Muncul pertanyaan bro, kalau gitu tidak bisa diproduksi massal dong? Ya, kalau sel darahnya jelas tidak. Yang diproduksi massal itu adalah teknologinya. Alat dan bahannya itu, bro.Gampang kan. 

Tapi prosesnya kok 8 hari, vaksin lain kok cepat? Tapi bro mesti tahu, vaksin lain itu perlu 2 kali disuntiknya.Ada yang ketiga  masih pakai booster lagi.

Sebenarnya bukan 8 hari proses yang dijalani pasien. Cuma perlu 2 kali datang : diambil sel darahnya. Dan datang lagi untuk disuntik. Selesai. Cepat. Dan cukup sekali suntik. Aman.

Saya melihat hasil tes Covid 3-4 kali milik pejabat tinggi negara. Selalu negatif. Padahal tokoh ini ekstra aktif. Selalu bertemu masyarakat.

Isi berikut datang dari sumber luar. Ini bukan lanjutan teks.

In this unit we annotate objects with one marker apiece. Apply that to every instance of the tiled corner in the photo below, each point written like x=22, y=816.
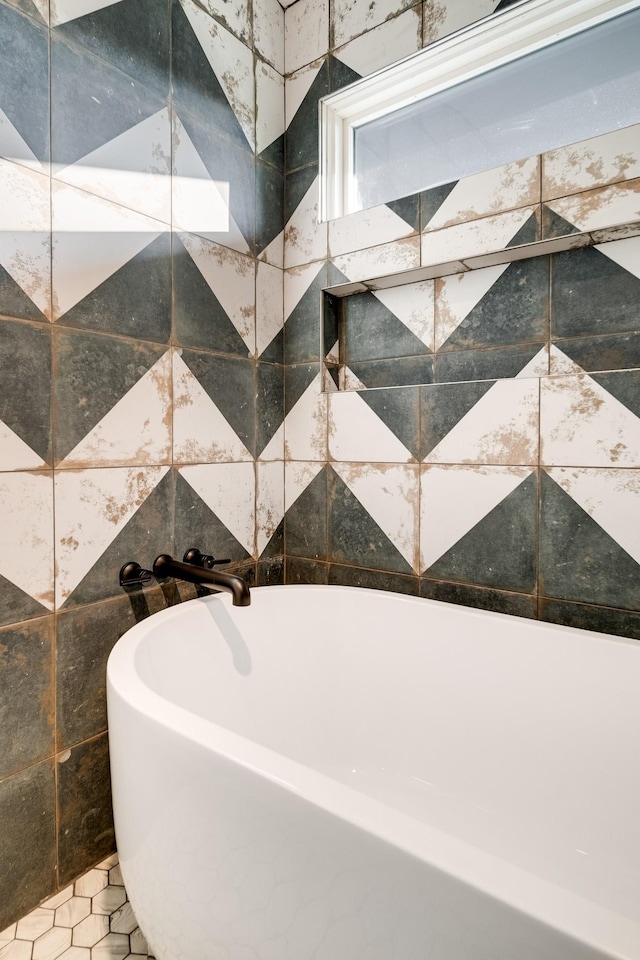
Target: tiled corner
x=390, y=257
x=91, y=919
x=305, y=238
x=380, y=225
x=484, y=235
x=270, y=121
x=25, y=242
x=268, y=32
x=305, y=422
x=306, y=35
x=219, y=498
x=303, y=88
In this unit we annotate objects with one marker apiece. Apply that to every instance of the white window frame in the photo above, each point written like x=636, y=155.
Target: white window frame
x=489, y=43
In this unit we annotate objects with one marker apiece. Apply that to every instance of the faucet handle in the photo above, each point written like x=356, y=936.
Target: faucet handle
x=206, y=560
x=133, y=575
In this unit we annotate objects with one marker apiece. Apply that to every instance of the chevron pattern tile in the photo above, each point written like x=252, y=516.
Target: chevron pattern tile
x=171, y=373
x=467, y=398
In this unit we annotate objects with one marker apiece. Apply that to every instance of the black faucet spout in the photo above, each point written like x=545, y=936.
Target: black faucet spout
x=165, y=566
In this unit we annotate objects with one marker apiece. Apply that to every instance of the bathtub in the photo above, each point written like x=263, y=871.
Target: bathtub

Rahasianya? Dia ikut vaksin nusantara sejak awal.

Sayangnya saat ini masyarakat belum bisa menggunakan. Semoga setelah uji klinis 3 bulan Oktober ini dapat izin digunakan umum. 

Bangga deh rasanya kalau pakai produksi bangsa sendiri. Saya setia menunggu.